For those accustomed to the international circuit of established photo festivals of Arles, PHotoEspaña in Madrid or Houston’s FotoFest, Bamako is off the beaten path. But Mali, and West Africa more generally, is of course home to an enduring tradition – internationally recognized and now heavily marketed – of studio portrait photography. Malick Sidibé and the late Seydou Keïta are both Malian; their work, along with others, forms a critical document of the post-colonial era. The National Museum of Mali has begun a project to digitize and preserve these archives, and they presented a fine exhibition of studio work culled from the Sindika Dokolo Collection, a major private collection of African art, curated by Simon Njami, a former curator of the Biennial. Comprising now-iconic images by Samuel Fosso and Sidibé, the show also featured work by less familiar names, such as Abderramane Sakaly, Philippe Koudjina, Cornélius Yao August Azaglo and an unknown photographer from Senegal whose images, dating from the early 20th century, of women elegantly posed in image-saturated interiors illustrate photography’s role in self-invention and shaping individual narratives.
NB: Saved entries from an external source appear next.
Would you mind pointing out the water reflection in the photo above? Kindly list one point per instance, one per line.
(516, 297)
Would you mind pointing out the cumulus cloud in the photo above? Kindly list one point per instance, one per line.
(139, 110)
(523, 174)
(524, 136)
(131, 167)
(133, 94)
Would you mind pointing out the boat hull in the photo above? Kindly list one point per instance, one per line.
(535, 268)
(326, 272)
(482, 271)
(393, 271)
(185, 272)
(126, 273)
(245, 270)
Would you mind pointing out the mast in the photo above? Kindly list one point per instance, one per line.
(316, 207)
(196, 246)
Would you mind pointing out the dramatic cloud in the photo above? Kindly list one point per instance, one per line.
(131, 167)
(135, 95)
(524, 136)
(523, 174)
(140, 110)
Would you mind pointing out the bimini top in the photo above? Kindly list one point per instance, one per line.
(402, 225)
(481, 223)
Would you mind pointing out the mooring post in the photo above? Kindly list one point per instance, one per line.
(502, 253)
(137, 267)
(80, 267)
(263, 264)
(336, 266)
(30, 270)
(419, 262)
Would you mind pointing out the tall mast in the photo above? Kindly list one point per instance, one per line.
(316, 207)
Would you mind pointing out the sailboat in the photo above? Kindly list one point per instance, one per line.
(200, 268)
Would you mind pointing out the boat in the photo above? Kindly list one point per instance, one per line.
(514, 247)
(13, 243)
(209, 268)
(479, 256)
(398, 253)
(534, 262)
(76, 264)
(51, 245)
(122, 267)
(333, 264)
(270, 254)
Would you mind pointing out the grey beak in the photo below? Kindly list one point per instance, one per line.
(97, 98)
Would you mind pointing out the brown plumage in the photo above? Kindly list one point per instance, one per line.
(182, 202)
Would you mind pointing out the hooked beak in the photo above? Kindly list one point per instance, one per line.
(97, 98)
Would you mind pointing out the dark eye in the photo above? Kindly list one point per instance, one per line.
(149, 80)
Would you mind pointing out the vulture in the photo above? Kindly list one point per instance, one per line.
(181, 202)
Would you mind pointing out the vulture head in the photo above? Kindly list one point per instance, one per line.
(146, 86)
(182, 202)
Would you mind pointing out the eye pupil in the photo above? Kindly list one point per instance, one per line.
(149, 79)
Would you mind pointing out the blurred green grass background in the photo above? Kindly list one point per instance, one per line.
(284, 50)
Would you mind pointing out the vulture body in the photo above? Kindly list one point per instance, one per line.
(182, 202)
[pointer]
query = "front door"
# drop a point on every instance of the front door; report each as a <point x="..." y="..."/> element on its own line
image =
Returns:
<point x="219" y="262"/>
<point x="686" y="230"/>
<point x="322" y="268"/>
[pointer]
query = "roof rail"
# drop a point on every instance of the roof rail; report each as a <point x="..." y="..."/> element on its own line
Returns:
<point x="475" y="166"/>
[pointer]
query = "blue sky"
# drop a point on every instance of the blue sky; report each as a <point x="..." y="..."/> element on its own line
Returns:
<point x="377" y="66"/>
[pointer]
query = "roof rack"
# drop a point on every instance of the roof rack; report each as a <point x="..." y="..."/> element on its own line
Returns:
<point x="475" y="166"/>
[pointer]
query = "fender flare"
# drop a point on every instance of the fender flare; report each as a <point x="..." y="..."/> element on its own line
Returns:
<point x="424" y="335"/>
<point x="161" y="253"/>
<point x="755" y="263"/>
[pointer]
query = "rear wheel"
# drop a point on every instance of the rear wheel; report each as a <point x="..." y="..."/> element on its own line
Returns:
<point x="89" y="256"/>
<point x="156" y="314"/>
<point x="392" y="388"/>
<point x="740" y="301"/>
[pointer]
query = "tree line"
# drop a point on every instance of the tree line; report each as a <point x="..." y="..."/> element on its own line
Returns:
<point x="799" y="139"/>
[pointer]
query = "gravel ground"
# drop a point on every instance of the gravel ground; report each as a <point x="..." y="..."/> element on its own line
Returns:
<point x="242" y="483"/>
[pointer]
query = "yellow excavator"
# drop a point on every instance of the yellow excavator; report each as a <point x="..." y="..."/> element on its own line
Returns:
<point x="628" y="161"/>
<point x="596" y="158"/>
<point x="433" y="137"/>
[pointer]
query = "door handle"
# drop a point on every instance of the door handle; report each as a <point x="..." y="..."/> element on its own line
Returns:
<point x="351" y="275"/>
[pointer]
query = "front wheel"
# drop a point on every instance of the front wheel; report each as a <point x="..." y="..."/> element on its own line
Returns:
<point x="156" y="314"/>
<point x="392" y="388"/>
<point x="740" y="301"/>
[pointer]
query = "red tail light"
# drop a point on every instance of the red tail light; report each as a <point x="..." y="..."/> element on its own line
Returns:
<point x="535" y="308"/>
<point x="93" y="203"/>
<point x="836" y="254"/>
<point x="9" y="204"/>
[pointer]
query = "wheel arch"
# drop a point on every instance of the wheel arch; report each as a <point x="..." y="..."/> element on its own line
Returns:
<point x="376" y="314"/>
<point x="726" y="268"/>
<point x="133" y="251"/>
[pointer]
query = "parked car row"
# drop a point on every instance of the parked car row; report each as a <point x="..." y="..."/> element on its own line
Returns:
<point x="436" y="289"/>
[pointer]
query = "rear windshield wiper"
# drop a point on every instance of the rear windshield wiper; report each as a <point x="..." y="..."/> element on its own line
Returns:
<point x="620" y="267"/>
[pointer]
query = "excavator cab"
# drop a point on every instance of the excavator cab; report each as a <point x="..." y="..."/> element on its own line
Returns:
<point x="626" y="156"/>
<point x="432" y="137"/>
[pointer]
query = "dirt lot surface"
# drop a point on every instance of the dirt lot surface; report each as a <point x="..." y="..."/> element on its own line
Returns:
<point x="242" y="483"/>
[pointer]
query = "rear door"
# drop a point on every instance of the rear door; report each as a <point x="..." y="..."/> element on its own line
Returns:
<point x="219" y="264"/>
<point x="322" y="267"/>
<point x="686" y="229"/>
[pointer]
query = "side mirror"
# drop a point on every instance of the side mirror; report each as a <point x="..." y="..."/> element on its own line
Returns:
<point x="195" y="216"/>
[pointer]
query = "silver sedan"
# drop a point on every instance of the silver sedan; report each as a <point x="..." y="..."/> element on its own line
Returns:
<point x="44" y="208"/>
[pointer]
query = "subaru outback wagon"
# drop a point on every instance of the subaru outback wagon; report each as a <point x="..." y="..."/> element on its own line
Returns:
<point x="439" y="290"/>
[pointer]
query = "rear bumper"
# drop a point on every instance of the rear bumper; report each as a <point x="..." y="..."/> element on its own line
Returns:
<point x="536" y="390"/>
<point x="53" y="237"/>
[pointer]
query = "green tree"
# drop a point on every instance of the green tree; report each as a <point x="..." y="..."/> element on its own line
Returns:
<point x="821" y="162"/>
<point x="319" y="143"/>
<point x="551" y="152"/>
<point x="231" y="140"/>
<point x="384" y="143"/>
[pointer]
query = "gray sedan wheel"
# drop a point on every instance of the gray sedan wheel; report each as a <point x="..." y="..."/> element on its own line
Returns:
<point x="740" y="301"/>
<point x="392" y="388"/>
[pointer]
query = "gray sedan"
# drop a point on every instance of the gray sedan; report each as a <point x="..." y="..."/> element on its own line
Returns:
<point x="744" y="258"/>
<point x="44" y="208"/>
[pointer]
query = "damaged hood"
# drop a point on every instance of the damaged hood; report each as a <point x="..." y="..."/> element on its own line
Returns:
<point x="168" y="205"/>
Past incarnations of the Biennial have been criticized for having scant connection to Bamako’s public – a charge that could be levied at just about any biennial. But in Mali, one of the continent’s poorest countries, the contrasts between the festival and its context are jarringly stark. And, at times, it wasn’t entirely clear whom the festival served, at least during the opening week, when the presence of a foreign crowd of press, collectors, curators and dealers dominated. However, a number of off-site exhibitions were staged locally, though the festival might have somehow integrated these shows with the official selection. Samuel Sidibé, the general director of the National Museum, is forthcoming in his catalogue essay about the challenges this event faces: funding, organizational issues and continuing to work toward the goal of nurturing African curators and critics to ‘carry abroad an image of Africa produced by Africa’. And that last concern appeared to be in a process of fulfillment as the festival was a vibrant focal point for networking amongst photographers, curators and critics on the continent and from abroad, where an interest in and market for photography from Africa is gaining steady traction, as large exhibitions appear with increasing regularity. Two weeks after the opening of the Bamako Biennial, a revamped edition of Paris Photo, staged at the capacious Grand Palais, made photography from Africa its focus, including a presentation of work from the Biennial, underscoring the important role of work from the continent in current photographic discourse.